De início, precisamos dizer que o tema da Mesa (Constitucionalismo e Estado Democrático de Direito) traz quatro termos polêmicos, constitucionalismo, estado, democracia e direito, que são essencialmente controversos cada um deles, bastando somente um para passarmos tarde e noite discutindo as várias teorias que tratam do assunto. Quando eu falo de um Estado de Direito, eu primeiro tenho uma referência de que tipo de Estado eu estou me referindo e depois de que tipo de Direito estou me referindo. Ao colocar o Democrático, tenho novo elemento, que na verdade conturba tudo isso e, ao se ter o Constitucionalismo como referencial, incluo outros parâmetros de análise.


Minha primeira reflexão é essa, são termos polêmicos, controversos e que ao longo da história, tiveram diferentes concepções e teorias, que conflitam entre si. Imaginar um Estado Democrático de Direito, só o significado dessa expressão traz, em si, uma carga histórica de luta. Por que eu digo isso? Porque muitas vezes nós dizemos que estamos em um Estado Liberal ou em uma Democracia Liberal, quando, na verdade, é o que as professoras Sueli (http://bit.ly/2piRKNR) e Barbara (http://migre.me/wKP1Y) já colocaram, que ao nos referirmos a uma Constituição, essa Constituição está sempre e essencialmente em disputa, há sempre uma luta pelo seu significado, como aplicá-la e como interpretá-la, ela não é um dado. Darei um exemplo muito simples: na Constituição brasileira de 1988, nós temos um conjunto de direitos sociais, que são continuamente questionados sobre sua previsão na Constituição e como devem ser aplicados, de modo que hoje nós ainda não conseguimos, efetivamente, criar um Estado Social.
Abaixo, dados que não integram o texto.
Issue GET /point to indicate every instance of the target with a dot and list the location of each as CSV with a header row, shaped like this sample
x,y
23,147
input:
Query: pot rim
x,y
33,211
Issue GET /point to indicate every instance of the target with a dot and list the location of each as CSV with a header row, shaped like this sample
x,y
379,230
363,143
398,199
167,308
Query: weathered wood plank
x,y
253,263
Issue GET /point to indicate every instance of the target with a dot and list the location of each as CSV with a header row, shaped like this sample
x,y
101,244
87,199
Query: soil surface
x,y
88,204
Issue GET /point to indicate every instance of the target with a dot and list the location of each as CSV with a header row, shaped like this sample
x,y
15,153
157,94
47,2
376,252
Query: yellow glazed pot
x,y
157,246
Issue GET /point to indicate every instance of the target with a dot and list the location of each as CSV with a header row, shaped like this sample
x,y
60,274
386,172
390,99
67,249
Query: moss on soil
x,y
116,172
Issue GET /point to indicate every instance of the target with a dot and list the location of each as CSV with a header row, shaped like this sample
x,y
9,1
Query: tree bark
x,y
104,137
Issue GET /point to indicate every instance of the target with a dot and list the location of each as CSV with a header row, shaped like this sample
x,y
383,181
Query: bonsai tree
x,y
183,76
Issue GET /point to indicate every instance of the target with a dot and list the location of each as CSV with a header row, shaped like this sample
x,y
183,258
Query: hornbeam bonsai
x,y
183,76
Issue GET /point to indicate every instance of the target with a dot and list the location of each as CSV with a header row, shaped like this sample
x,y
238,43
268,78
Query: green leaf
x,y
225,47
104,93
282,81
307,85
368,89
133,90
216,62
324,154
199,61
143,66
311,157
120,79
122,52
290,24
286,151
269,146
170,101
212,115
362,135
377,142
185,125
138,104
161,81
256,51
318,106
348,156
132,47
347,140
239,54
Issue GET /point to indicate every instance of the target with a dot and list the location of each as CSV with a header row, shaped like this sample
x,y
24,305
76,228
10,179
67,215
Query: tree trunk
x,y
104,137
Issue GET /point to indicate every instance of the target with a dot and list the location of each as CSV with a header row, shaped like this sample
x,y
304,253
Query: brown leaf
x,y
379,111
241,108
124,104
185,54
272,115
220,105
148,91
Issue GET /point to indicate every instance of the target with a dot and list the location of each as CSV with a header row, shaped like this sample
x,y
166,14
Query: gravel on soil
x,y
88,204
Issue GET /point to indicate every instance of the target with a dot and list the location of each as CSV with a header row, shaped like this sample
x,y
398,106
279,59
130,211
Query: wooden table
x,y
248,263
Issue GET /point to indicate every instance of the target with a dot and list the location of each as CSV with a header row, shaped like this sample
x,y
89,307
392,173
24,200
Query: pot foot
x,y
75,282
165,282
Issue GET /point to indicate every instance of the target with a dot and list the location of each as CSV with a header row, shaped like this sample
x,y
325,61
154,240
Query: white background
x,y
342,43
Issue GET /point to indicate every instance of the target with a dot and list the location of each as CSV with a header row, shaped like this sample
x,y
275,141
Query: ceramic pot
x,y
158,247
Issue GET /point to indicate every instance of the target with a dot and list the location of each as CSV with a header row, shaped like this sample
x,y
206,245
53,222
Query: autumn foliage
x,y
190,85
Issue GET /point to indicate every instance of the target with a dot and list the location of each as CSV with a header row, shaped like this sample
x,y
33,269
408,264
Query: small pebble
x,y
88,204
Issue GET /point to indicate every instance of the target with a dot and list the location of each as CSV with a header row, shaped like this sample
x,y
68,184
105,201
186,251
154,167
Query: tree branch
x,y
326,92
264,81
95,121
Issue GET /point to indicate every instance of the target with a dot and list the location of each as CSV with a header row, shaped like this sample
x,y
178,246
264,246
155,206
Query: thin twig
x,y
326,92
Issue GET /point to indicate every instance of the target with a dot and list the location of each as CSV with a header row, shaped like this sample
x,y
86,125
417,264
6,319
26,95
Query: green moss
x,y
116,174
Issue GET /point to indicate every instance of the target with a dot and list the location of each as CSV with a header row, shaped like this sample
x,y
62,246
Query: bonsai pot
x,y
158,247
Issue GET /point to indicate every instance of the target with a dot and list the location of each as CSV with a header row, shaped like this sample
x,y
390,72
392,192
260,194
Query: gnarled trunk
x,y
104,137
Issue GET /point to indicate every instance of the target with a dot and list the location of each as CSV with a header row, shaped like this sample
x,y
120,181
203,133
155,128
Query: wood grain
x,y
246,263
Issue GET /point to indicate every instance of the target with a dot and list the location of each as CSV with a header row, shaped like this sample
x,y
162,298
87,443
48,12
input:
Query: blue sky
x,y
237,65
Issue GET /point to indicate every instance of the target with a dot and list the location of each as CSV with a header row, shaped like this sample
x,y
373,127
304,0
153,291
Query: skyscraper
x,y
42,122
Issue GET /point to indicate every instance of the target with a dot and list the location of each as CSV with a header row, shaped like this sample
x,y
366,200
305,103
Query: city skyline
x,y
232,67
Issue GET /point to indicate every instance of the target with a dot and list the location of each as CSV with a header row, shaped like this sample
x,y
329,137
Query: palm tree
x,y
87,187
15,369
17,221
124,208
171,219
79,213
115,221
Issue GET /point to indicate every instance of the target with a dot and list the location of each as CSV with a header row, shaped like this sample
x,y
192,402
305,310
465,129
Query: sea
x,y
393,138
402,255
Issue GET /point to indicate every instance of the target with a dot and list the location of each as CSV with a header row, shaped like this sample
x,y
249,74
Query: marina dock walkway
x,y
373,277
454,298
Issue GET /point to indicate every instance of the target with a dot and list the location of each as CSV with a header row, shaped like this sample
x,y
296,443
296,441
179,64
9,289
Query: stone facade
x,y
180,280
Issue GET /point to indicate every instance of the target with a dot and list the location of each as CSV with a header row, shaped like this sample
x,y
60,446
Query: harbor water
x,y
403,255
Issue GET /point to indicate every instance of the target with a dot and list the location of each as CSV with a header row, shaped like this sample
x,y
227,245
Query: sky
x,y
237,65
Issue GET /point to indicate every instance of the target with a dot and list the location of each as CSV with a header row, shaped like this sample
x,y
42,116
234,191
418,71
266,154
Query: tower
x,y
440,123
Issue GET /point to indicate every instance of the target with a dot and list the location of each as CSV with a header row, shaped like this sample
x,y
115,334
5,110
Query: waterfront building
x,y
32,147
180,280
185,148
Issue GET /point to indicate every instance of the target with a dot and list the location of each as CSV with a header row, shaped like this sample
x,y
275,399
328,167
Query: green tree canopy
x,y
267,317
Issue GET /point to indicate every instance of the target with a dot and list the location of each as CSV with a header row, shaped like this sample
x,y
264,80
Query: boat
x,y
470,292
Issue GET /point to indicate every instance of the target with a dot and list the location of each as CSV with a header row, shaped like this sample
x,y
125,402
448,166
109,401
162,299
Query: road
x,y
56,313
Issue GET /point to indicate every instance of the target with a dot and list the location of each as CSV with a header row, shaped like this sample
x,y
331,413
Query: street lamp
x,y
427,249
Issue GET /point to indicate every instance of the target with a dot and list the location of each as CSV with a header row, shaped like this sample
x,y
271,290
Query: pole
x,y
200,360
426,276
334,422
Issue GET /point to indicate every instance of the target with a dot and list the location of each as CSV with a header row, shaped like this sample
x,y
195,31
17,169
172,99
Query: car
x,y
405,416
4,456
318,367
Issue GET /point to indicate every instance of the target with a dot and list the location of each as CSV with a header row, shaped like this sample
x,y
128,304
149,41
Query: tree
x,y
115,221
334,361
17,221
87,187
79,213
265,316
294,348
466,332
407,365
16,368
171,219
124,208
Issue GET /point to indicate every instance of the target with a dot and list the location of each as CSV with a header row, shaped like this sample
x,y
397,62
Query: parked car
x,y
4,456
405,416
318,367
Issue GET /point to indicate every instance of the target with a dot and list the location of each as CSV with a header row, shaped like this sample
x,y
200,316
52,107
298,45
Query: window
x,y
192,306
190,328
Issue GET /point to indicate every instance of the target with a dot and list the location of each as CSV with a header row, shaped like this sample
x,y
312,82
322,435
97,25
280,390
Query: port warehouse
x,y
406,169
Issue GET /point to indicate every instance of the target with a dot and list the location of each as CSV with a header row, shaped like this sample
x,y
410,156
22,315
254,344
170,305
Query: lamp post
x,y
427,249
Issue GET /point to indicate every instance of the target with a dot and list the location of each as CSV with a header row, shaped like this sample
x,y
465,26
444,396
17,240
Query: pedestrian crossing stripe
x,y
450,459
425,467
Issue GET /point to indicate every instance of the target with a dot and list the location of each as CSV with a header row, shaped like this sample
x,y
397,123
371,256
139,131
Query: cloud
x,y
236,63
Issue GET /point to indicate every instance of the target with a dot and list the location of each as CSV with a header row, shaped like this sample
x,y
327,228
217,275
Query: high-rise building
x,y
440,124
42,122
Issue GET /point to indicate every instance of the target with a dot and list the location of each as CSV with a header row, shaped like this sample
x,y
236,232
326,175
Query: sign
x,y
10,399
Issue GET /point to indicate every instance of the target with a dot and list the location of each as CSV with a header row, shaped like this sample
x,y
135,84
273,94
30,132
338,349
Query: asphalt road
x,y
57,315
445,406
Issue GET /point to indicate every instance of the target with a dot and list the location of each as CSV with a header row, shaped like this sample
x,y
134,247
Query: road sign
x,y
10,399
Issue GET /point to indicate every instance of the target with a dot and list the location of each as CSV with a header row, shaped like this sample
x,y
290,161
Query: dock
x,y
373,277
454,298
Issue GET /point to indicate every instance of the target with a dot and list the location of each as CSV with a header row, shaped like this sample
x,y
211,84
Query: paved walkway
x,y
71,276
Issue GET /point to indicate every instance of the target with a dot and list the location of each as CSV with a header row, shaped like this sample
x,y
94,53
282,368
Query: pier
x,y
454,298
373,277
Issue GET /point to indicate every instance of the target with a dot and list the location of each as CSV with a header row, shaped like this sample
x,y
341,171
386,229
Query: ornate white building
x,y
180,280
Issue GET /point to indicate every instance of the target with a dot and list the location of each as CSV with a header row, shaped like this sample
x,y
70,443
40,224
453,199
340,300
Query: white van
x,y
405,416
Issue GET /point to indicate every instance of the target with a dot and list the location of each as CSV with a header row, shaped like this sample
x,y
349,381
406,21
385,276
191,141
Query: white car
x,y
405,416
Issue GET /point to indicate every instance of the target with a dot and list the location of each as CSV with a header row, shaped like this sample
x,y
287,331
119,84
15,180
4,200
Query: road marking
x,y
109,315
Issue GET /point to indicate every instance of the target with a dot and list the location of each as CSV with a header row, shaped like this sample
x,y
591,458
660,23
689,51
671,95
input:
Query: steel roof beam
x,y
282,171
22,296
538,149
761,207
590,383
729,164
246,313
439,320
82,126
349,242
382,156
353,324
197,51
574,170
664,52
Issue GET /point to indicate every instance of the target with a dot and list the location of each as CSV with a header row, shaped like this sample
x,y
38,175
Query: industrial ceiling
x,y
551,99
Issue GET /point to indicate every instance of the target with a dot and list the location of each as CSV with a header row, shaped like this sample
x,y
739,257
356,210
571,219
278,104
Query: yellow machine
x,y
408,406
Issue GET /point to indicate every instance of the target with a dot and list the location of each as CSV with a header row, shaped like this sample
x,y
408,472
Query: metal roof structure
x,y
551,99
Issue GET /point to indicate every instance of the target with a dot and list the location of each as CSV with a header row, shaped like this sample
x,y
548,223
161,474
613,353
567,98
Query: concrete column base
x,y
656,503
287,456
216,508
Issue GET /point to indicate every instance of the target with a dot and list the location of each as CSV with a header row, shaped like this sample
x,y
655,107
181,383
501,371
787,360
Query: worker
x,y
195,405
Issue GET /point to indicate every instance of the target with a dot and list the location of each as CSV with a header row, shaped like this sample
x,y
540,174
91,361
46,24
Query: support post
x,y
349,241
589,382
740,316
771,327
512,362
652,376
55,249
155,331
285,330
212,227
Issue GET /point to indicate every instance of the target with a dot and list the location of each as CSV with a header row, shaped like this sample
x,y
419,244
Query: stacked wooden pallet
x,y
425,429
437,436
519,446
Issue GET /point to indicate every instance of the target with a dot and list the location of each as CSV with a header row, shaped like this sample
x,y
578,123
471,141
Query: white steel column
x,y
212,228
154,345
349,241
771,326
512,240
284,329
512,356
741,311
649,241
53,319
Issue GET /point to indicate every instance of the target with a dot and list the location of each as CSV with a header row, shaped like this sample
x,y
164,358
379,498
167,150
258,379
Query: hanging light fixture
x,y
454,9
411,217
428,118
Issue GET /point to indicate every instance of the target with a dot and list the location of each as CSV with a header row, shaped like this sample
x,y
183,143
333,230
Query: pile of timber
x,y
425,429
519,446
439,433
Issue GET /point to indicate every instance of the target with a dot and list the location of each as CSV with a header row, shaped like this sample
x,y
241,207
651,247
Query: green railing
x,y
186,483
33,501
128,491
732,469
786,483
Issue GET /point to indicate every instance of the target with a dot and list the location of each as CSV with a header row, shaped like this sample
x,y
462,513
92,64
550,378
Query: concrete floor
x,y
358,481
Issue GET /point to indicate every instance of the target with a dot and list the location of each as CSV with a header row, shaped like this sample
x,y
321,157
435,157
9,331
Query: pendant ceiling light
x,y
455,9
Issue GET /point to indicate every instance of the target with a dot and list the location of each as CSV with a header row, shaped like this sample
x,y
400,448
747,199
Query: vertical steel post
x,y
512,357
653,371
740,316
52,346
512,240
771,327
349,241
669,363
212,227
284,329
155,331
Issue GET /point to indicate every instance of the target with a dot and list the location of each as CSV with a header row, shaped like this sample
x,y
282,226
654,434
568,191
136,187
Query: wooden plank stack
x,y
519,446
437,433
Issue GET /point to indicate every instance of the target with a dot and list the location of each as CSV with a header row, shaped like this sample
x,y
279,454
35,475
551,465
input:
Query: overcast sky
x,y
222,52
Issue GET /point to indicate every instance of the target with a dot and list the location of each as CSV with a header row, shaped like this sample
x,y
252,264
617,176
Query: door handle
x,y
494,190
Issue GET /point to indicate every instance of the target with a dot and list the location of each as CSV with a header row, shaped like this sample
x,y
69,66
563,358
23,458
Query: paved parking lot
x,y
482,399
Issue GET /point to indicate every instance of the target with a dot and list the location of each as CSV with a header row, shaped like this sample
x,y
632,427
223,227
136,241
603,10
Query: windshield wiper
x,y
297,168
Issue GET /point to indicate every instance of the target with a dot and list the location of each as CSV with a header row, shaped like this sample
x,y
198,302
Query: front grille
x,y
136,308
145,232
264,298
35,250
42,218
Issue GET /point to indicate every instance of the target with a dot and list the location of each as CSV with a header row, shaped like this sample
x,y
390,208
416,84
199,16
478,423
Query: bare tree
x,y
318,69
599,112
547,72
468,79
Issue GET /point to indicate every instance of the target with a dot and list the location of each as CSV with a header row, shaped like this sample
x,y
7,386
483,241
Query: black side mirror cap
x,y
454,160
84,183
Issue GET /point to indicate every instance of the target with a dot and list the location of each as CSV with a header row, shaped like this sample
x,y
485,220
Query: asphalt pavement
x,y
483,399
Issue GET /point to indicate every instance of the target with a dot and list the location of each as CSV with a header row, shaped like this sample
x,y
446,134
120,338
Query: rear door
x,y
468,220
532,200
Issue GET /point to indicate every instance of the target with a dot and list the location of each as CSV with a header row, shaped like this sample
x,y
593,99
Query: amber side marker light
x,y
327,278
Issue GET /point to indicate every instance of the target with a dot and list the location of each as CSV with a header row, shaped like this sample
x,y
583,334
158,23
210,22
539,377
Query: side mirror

Quando colocamos a defesa da propriedade privada e ao seu lado a função social da propriedade, modificamos todo o contorno do conceito de propriedade. Porém, como ainda possuímos uma visão liberal de Estado, essa função social é contestada e não é aplicada. É a teoria que eu adoto sobre a Constituição que fará com que eu a interprete de determinada maneira. O que significa a Constituição é, lembrando Paul Ricoeur, sempre um espaço de luta, um espaço de conflito. Ao olharmos a Constituição de 88, eu concordo com a Sueli que é a melhor constituição brasileira, mas determinados pontos nunca foram aplicados porque a nossa concepção continua sendo liberal e individualista.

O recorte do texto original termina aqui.